The cognitive brakes on the gen AI accelerator
What: Status quo bias and inertia are major obstacles to generative AI adoption in organisations, but targeted leadership and peer-driven strategies can overcome them.
Why it is important: This insight aligns with recent findings that only a small fraction of retailers successfully scale AI, highlighting the need for leadership-driven change and workforce engagement.

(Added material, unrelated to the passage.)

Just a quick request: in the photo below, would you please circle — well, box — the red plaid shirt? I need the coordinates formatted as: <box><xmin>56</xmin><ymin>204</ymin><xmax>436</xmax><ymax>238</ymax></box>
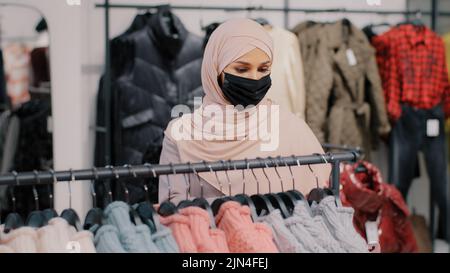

Status quo bias and inertia remain significant barriers to the adoption of generative AI, even when employees acknowledge the advantages these tools could bring to their daily work. People tend to default to established routines, often exaggerating the risks of change while overlooking the dangers of remaining static. Overcoming this requires organisations to reframe AI adoption as the new standard, making inaction appear riskier than embracing innovation. Leadership plays a pivotal role, with senior executives modeling the desired behaviors and visibly integrating AI into their workflows. Peer influence is equally powerful; celebrating early adopters and positioning them as internal champions accelerates cultural acceptance. Tailored training and exposure to successful AI integration in other organisations further help shift mindsets. These combined efforts create an environment where change feels natural and safe, encouraging employees to adopt new technologies and supporting the organisation’s broader transformation. This approach is essential for retailers aiming to remain competitive in a rapidly evolving market
IADS Notes: In September 2025, BCG reported that only 36% of retail workers felt prepared for AI-driven change, despite widespread tool adoption, highlighting the need for foundational upskilling. Forbes in October 2025 found that only 10% of retailers had scaled AI solutions, emphasising the importance of governance and cultural adaptation. BCG’s July 2025 research demonstrated that leader-driven change programmes were key to successful transformation at Saks, El Corte Inglés, and Galeries Lafayette. In April 2025, BCG showed that CEO leadership and employee engagement drove up to 30% operational efficiency gains. By September 2025, BCG confirmed that scalable GenAI innovation depended on infrastructure, oversight, and celebrating internal champions.